McDonald's, Wendy's and Chick-fil-A say none of the Roma in their US stores comes from Yuma. But Chick-fil-A says it makes some salads with other salads or does not offer them because of a lack of Romaine.
Frog Holler, a greengrocer who sells to restaurants in Michigan, says all of his Romaine come from California. But many customers have not ordered it because of the fear. Iceberg orders rose slightly. Others would only take Romans with an official statement that it was safe, said Brittany Savela, an office assistant.
Then, for about a week, Frog Holler had to climb when his own suppliers stopped shipping Romans.
"We just could not get my hands on it," she said. But now it's back to normal.
It might be difficult for the farmers to make up any gaps in Roman time at this time of the year, as planting schedules have already been set.
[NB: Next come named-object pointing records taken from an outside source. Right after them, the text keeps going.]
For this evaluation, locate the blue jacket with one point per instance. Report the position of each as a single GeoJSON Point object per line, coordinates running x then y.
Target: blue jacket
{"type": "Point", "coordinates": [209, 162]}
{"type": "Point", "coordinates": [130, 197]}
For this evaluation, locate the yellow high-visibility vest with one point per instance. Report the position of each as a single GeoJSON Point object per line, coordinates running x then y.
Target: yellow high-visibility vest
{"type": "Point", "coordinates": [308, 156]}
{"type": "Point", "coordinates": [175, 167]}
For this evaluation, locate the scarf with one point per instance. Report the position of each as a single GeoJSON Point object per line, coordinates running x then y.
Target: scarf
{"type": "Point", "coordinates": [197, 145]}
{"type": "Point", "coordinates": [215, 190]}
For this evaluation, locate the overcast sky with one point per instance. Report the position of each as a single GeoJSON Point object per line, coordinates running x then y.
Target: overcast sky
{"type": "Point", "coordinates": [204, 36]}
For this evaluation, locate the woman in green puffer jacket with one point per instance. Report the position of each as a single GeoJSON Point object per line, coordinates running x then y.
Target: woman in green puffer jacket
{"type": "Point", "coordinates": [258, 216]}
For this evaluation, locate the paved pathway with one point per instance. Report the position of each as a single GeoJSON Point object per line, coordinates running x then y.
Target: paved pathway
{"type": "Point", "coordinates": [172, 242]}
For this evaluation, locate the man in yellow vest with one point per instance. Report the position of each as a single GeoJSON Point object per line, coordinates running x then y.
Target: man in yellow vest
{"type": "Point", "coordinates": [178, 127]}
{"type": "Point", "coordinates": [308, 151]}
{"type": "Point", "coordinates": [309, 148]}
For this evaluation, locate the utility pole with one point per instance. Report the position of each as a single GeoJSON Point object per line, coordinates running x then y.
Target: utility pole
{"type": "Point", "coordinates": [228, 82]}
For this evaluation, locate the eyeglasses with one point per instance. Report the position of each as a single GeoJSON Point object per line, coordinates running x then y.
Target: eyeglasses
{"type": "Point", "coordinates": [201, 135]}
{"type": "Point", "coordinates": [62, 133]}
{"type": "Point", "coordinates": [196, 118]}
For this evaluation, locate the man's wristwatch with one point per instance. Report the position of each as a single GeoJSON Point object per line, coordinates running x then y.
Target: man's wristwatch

Fifth-Generation Thursday On Richter Farm in Puyallup, Wash., Workers planted the first Roma harvest of the season, harvested around June 1st. Tim Richter and his son Timothy cultivate romaine lettuce, red leaf and green lettuce in addition to other crops. They sell most of their salad to large grocery chains.
They hope that the E. coli question will soon be clarified and that people will realize that the problem is not related to all romaine lettuce. The judges say that they use conventional fertilizers – not manure – and irrigate with well water to secure their harvest.
"The biggest testament is that we eat it," said Timothy Richter.
AP Writers Joe Pisani of New York and Ally Villarreal of Philadelphia and AP photographer Ted Warren of Puyallup contributed.